Directed by Franz Osten

India, 1928

HOME, 6 February 2018

There is plenty of vitality to be found still in this silent film of 1928, now released with a newly minted, soul-stirring soundtrack by Anoushka Shankar.

It is set in Mughal India and tells the story (or a version of it, anyway) of muted yet strong passions behind the building of the Taj Mahal. You have Shiraz, who comes to try and rescue the Princess Selima when she is kidnapped and sold as an odalisque. Alas, she is to wed her captor, the Emperor Shah Jehan, a man of noble blood. Still, Shiraz watches over her from afar, just to make sure he treats her right.

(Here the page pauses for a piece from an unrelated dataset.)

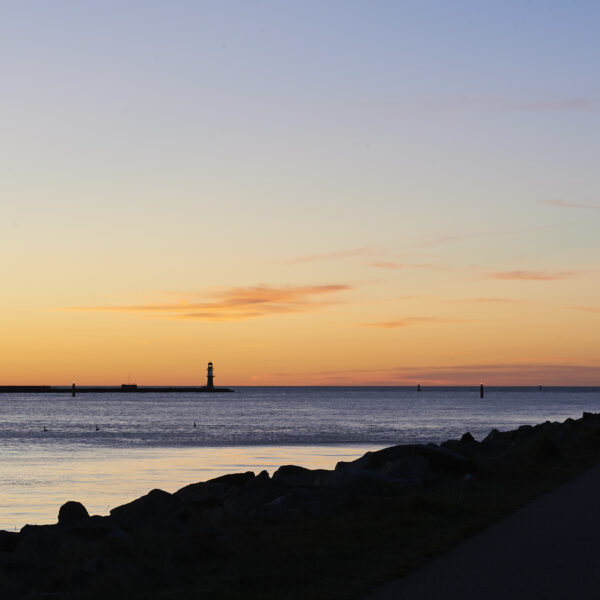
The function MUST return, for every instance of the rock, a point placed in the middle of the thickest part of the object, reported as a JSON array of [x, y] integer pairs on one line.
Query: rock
[[40, 543], [304, 501], [157, 511], [72, 511], [215, 488], [93, 529], [299, 476], [415, 468], [440, 459], [256, 493], [9, 540]]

I was quite taken by with Lady Dalia myself (played by the wonderful Seeta Devi, born Renee Smith), a scheming beauty with fiery eyes. She is the black swan or evil queen in this story, and quite an enticing one at that. Eventually, she is found out, and once her sinister machinations are revealed to the Emperor she is banished from the kingdom.

As for the Emperor himself, if you really get on the wrong side of him you could find an elephant’s foot coming down onto your face or feel a red hot poker in your eye. A nasty piece of work, he is, and no mistake.

Shiraz is a beautiful, sometimes surprisingly brutal film.